The intent of Section 511 is to increase revenue without raising taxes. That is an attractive proposition. But as with many unfunded mandates, the compliance measure brings with it a significant shift in costs to state and local governments at a most inopportune time.
“The real cost is lost,” laments Ron Bell, president-elect of the National Association of State Procurement Officials. He warns that the withholding requirement will reduce competition in public procurement and increase costs to taxpayers. When states and localities purchase goods or services now, they pay the vendor in full, leaving it up to them to pay the IRS. Once TIPRA goes into effect, governments will be required to withhold the 3 percent at the time of purchase. The scheme restricts cash flow for all businesses, but could hurt cash-strapped small companies, in particular.
“Businesses often fail because of cash flow issues and this takes 3 percent right out of the cash flow,” he says.
Officials also worry vendors may simply increase their prices by 3 percent or more, in order to minimize their loss of revenue. States and localities will likely have to absorb this increase, seriously impacting their ability to obtain the lowest possible pricing for purchases using public funds. Bell’s concerns are echoed by the Government Withholding Relief Coalition, an industry-backed group that has pushed for repeal of the provision.

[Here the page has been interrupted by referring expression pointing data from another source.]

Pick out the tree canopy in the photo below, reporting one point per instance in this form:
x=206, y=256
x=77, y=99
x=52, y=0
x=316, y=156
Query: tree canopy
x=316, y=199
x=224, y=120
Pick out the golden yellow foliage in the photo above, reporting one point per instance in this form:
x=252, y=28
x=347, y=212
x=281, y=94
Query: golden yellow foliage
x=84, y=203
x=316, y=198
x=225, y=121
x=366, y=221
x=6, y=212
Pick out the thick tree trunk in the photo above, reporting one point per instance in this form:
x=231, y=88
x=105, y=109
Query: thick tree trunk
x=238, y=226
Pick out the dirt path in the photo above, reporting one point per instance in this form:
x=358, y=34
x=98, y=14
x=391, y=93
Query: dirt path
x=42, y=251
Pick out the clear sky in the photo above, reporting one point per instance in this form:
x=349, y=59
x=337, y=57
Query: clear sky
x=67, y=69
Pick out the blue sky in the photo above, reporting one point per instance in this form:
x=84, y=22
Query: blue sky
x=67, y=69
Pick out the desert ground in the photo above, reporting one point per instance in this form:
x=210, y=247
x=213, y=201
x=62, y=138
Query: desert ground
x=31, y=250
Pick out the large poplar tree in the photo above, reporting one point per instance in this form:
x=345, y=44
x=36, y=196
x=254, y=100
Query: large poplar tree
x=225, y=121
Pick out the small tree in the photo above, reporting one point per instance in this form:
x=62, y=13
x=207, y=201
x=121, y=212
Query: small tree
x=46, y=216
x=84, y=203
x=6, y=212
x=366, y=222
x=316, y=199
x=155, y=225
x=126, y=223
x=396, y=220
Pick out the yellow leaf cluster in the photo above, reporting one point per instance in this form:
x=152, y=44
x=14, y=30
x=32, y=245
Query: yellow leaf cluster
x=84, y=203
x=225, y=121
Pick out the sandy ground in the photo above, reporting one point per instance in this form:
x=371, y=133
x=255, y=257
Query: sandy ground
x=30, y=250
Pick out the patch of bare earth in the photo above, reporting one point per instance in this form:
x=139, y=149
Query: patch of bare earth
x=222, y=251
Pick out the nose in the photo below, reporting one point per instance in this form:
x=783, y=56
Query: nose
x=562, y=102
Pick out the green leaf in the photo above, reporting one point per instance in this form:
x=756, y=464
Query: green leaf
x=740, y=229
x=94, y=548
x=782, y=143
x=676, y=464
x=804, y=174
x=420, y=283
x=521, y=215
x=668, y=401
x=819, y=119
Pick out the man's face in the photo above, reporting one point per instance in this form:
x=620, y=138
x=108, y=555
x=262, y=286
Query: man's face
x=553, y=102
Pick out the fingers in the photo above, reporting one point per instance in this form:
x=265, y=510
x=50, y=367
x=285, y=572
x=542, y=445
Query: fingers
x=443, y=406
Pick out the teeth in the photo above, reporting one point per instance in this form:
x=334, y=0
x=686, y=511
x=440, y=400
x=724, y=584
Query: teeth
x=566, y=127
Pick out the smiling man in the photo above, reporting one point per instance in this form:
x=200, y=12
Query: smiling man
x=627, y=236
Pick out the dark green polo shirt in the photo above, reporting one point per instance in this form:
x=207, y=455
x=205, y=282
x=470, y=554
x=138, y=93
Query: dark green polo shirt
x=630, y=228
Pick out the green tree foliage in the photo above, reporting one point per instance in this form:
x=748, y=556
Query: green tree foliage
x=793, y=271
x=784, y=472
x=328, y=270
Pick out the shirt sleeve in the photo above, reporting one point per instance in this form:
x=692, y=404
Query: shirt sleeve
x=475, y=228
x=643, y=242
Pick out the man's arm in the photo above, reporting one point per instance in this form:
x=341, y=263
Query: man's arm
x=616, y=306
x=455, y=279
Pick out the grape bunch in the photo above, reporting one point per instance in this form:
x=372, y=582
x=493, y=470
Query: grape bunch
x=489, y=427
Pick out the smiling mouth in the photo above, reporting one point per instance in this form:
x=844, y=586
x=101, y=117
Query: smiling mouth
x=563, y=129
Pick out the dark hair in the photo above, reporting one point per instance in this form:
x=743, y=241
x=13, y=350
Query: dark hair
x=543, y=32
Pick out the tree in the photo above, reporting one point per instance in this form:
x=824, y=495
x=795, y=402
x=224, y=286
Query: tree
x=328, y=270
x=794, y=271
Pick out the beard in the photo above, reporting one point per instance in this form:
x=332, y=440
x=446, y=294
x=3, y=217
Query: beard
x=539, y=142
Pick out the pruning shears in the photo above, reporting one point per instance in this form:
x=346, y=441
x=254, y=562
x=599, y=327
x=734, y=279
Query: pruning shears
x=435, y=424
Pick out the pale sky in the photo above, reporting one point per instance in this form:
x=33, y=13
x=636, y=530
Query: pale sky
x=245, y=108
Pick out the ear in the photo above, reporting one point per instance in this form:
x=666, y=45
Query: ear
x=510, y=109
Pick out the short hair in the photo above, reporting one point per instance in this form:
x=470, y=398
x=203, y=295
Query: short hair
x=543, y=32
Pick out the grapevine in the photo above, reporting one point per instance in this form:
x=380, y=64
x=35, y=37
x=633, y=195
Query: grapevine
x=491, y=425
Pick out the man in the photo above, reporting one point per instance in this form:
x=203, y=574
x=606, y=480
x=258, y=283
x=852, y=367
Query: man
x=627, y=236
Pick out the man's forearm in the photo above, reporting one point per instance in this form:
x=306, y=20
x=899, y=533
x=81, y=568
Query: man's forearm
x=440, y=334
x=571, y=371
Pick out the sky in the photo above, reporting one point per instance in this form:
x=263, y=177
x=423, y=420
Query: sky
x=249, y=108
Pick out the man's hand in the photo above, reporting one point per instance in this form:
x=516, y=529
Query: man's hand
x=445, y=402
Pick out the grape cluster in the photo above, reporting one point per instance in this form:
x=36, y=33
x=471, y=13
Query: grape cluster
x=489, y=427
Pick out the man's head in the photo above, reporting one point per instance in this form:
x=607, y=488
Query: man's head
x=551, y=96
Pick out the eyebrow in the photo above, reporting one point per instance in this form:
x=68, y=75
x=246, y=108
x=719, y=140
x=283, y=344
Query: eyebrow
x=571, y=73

States and localities face added costs of $10 billion over five years, according to the coalition, an amount that could rise to as much as $48.4 billion if the IRS fails to exempt credit card purchases. That does not include the liability the legislation imposes on state and local governments to remit the tax to the IRS.

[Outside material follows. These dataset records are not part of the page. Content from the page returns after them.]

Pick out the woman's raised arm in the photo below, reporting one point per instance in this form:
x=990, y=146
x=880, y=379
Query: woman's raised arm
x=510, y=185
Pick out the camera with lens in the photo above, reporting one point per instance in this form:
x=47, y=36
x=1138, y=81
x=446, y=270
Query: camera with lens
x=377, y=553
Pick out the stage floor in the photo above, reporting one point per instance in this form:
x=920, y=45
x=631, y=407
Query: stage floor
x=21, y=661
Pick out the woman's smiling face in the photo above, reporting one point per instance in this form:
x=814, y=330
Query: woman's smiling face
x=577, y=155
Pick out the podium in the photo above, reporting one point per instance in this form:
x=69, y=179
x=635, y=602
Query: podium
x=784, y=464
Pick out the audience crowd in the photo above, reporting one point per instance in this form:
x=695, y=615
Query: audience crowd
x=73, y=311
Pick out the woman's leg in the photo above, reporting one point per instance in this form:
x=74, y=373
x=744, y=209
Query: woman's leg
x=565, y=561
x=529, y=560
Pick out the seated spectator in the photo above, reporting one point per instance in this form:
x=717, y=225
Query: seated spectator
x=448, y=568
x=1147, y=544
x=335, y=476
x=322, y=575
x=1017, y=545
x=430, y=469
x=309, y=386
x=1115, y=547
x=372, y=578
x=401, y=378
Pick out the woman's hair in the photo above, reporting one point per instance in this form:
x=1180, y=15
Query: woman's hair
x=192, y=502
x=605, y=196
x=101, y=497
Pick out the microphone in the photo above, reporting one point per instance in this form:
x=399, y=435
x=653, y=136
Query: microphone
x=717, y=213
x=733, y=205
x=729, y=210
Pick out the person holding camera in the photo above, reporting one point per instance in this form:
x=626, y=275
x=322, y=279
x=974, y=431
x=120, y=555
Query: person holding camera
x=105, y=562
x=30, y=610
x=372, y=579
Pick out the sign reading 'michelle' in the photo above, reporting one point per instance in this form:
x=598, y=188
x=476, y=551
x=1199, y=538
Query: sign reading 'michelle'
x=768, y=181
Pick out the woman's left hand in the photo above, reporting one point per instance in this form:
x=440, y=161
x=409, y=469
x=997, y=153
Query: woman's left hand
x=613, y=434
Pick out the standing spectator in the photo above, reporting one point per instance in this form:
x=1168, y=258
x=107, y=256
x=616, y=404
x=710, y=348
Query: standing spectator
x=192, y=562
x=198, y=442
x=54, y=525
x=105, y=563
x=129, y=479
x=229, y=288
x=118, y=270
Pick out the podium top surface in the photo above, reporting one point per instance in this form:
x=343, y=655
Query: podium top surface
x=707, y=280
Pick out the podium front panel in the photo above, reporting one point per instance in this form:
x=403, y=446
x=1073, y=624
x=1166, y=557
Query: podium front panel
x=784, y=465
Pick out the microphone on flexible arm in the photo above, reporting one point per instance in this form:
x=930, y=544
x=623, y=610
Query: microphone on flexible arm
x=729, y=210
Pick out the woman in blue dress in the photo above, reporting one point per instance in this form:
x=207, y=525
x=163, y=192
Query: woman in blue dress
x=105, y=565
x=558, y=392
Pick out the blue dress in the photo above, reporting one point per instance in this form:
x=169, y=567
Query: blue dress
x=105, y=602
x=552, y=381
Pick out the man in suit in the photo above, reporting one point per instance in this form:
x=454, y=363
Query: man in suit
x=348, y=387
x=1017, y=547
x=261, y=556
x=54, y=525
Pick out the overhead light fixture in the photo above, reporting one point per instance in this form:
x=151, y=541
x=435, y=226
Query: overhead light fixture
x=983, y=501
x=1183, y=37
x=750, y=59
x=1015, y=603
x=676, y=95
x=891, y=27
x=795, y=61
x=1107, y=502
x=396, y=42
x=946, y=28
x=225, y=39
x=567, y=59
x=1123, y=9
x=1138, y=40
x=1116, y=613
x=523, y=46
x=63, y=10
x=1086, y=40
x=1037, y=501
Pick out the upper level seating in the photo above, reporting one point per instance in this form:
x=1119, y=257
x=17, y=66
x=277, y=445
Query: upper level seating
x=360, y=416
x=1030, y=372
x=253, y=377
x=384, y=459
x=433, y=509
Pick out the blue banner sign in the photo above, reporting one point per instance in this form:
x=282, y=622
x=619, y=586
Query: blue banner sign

“If we don’t come out of the chute withholding that 3 percent, then the state is liable for it,” says Bell.
“In theory it sounds easy just to put a flag on it and remit those moneys, but it operates much differently in your payroll system,” observes Cornelia Chebinou, who speaks for the National Association of State Auditors, Comptrollers and Treasurers. Her members run the computer systems that have to make Section 511 work, and most would require significant modifications to tables, files, document processes, withholding rules, category codes, exception processing and error tracking.
Given enough time and clear rules, most of the requirements to implement the withholding provision can be accomplished with changes to software code. What cannot be automated will require manual intervention and more staff time.

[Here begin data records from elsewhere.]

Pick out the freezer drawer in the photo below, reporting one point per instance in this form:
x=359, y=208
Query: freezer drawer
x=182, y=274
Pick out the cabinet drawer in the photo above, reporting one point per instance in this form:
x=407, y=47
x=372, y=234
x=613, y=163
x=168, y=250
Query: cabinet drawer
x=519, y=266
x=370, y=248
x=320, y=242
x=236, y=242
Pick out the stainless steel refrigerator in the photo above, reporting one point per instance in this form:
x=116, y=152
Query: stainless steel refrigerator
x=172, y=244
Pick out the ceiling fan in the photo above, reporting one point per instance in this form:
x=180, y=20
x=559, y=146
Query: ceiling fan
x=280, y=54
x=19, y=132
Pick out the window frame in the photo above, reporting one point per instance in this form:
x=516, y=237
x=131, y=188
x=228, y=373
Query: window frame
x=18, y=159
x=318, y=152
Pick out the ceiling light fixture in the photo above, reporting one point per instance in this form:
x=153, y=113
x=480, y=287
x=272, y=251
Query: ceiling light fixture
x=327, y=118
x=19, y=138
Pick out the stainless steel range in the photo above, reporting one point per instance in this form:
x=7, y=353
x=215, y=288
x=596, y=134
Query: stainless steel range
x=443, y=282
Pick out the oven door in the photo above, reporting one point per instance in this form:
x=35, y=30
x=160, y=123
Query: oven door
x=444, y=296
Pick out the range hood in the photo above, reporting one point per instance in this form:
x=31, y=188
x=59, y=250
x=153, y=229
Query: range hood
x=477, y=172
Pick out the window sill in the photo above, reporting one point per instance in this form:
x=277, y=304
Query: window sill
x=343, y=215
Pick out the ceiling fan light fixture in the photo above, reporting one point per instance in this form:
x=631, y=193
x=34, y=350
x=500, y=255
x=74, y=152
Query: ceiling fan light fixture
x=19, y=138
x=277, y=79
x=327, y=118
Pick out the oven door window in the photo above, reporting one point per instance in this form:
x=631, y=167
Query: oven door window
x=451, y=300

In addition, contracts with vendors may have to be reopened, renegotiated and reset. Last month, the IRS delayed implementation for the thrid time when it released its final rule on exactly how states and localities should implement the withholding tax.
States and localities -- together with the coalition -- would like to kill the provision once and for all. Repeal legislation has been introduced in both the House and Senate, but its passage relies on finding $10.9 billion over 10 years to make it revenue neutral. That requirement could not come at a worse time either.